Freilich, wie wir alle wissen, dienen solche Ausstellungen vornehmlich volkspädagogischen, politischen und weniger geschichtswissenschaftlichen Funktionen. Und, wenn es so ist, darf man sich auch die Frage erlauben, ob und wann andere mögliche Ausstellungen geplant werden? Etwa über Exzesse und andere Kriegsverbrechen in unserer Zeit, die eventuell noch zu bändigen sind. Etwa über Verbrechen der Russischen Armee in Tschechenien, Verbrechen der NATO in Jugoslawien, Verbrechen im Afghanistankrieg.

Meine Damen und Herren, zum guten Schluss, erlauben Sie mir, dass ich mich für die heute mir erwiesene Ehrung sehr herzlich bedanke. Ich nehme diese Ehrung in Demut und Optimismus an -- aber nicht als blosse Anerkennung für das bisher Geschriebene, sondern vielmehr als eine Herausforderung und Ermutigung, weiterhin zu forschen und zu veröffentlichen. Ich verspreche dies zu tun, so lang der liebe Gott mir Kraft dazu schenkt. Ich werde es nicht im Sinne des heutigen Zeitgeistes -- sondern im Sinne der wissenschaftlichen Redlichkeit und meines Gewissens tun.

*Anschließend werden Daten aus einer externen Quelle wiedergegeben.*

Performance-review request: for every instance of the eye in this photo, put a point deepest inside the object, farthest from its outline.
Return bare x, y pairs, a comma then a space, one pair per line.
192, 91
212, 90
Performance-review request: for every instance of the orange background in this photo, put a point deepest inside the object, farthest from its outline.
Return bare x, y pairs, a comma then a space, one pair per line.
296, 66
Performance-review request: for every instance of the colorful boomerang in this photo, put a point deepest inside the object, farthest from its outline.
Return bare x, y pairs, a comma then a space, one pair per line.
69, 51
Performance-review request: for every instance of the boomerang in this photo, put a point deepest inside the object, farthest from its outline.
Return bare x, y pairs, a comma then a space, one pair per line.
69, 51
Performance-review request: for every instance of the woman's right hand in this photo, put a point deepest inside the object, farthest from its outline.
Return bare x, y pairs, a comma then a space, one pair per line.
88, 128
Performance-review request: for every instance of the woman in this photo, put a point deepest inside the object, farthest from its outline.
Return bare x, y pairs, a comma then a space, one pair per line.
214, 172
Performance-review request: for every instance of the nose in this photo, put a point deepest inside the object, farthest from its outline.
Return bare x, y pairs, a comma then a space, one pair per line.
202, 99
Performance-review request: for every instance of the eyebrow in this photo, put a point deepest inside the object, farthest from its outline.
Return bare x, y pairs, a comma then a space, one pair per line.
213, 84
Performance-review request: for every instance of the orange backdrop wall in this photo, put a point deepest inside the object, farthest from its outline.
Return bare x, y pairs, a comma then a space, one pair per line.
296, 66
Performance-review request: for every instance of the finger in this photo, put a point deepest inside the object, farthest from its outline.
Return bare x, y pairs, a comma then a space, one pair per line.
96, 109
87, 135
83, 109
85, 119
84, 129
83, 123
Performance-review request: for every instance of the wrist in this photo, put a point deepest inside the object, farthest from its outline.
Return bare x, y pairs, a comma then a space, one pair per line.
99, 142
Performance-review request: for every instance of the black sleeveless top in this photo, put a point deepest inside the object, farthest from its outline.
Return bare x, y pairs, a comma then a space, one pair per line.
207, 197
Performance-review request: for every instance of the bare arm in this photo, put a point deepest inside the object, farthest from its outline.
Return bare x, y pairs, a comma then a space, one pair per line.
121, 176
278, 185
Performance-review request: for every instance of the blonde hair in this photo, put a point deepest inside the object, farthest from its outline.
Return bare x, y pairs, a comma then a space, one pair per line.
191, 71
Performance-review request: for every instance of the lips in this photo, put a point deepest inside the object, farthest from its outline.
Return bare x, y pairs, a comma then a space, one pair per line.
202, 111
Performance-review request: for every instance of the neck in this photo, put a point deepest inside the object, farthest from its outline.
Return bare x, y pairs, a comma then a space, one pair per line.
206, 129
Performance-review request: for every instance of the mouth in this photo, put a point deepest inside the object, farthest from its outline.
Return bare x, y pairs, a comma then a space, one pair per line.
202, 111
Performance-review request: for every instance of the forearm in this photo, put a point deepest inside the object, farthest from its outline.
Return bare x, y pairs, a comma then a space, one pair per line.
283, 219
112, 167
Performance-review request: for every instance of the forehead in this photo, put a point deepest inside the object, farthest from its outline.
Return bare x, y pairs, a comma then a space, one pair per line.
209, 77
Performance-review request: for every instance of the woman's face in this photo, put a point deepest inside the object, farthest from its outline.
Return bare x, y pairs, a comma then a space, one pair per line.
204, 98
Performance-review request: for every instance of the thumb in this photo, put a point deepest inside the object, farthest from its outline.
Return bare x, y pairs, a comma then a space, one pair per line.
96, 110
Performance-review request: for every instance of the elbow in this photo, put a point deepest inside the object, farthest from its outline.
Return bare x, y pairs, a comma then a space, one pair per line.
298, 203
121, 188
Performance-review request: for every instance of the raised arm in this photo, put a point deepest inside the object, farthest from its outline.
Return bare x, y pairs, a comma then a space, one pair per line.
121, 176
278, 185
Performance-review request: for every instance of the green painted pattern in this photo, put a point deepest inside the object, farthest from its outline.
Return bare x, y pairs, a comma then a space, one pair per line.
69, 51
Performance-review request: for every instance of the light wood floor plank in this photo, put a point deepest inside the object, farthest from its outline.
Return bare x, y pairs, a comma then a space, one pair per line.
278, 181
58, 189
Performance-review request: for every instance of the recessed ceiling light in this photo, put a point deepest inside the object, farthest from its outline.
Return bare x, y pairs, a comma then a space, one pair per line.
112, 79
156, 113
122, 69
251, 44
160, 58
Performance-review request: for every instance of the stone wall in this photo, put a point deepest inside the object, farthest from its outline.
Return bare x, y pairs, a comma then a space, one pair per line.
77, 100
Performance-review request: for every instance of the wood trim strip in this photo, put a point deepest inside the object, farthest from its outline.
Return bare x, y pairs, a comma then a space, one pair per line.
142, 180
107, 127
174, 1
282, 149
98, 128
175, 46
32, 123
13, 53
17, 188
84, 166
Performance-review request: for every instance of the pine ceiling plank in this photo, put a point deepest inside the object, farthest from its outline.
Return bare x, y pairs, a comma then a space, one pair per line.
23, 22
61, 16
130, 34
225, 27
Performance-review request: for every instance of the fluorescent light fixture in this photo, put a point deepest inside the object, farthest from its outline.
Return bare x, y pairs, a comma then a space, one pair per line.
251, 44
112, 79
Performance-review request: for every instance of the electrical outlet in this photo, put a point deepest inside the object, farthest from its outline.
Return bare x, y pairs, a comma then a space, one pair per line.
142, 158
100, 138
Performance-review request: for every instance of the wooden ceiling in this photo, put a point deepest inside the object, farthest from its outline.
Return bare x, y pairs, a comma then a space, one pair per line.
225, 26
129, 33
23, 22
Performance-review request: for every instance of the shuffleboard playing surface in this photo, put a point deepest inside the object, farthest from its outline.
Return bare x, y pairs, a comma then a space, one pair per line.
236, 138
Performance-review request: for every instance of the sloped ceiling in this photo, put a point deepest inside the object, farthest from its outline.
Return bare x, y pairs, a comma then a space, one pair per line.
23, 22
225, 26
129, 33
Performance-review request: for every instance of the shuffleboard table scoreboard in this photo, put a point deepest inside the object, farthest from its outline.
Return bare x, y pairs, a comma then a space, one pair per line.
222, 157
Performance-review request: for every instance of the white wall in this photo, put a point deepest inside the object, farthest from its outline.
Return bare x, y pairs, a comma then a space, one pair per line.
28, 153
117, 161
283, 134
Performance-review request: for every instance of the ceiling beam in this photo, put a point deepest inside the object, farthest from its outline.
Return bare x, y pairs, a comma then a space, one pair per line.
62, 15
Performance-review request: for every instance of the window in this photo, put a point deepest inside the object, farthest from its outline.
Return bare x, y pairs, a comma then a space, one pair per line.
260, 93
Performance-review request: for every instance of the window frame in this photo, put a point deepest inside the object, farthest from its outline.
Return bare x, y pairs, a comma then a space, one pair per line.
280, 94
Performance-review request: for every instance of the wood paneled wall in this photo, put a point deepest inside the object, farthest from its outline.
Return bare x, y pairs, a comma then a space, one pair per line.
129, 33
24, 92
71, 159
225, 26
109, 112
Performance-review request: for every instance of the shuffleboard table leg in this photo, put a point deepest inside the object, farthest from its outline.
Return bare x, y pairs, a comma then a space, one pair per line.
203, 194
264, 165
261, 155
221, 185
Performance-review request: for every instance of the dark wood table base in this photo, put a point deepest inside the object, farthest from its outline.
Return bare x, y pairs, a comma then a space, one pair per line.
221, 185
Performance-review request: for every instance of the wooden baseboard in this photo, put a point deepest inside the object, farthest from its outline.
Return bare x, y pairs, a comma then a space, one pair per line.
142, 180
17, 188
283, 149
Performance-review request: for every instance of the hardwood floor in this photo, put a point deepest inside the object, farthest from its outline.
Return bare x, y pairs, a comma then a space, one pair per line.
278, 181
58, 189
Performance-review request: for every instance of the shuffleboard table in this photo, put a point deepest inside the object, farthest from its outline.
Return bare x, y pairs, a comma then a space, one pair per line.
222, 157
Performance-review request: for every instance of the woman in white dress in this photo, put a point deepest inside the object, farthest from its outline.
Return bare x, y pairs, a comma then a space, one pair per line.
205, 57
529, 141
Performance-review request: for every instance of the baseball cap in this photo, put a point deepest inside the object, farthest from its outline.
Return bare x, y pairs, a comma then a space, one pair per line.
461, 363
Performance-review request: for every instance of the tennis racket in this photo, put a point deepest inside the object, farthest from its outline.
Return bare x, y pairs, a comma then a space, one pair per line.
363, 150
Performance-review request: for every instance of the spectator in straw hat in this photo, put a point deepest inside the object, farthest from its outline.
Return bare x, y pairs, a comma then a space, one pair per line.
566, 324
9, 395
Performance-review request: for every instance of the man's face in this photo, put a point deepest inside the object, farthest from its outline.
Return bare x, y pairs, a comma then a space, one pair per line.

Hoffen wir alle, dass, wenn die vielen ungestellten Fragen zur Zeitgeschichte redlich gestellt und redlich beantwortet werden, sich der Zeitgeist wandeln wird, die Geschichtschreibung wieder von einem Objektivitätsanspruch geleitet wird, die Quellenforschung unvoreingenommen praktiziert wird, und der Historiker im Sinne Leopold von Rankes in aller Aufrichtigkeit zeigen wird, "wie es eigentlich gewesen" sei.

Ich danke Ihnen für Ihre Aufmerksamkeit.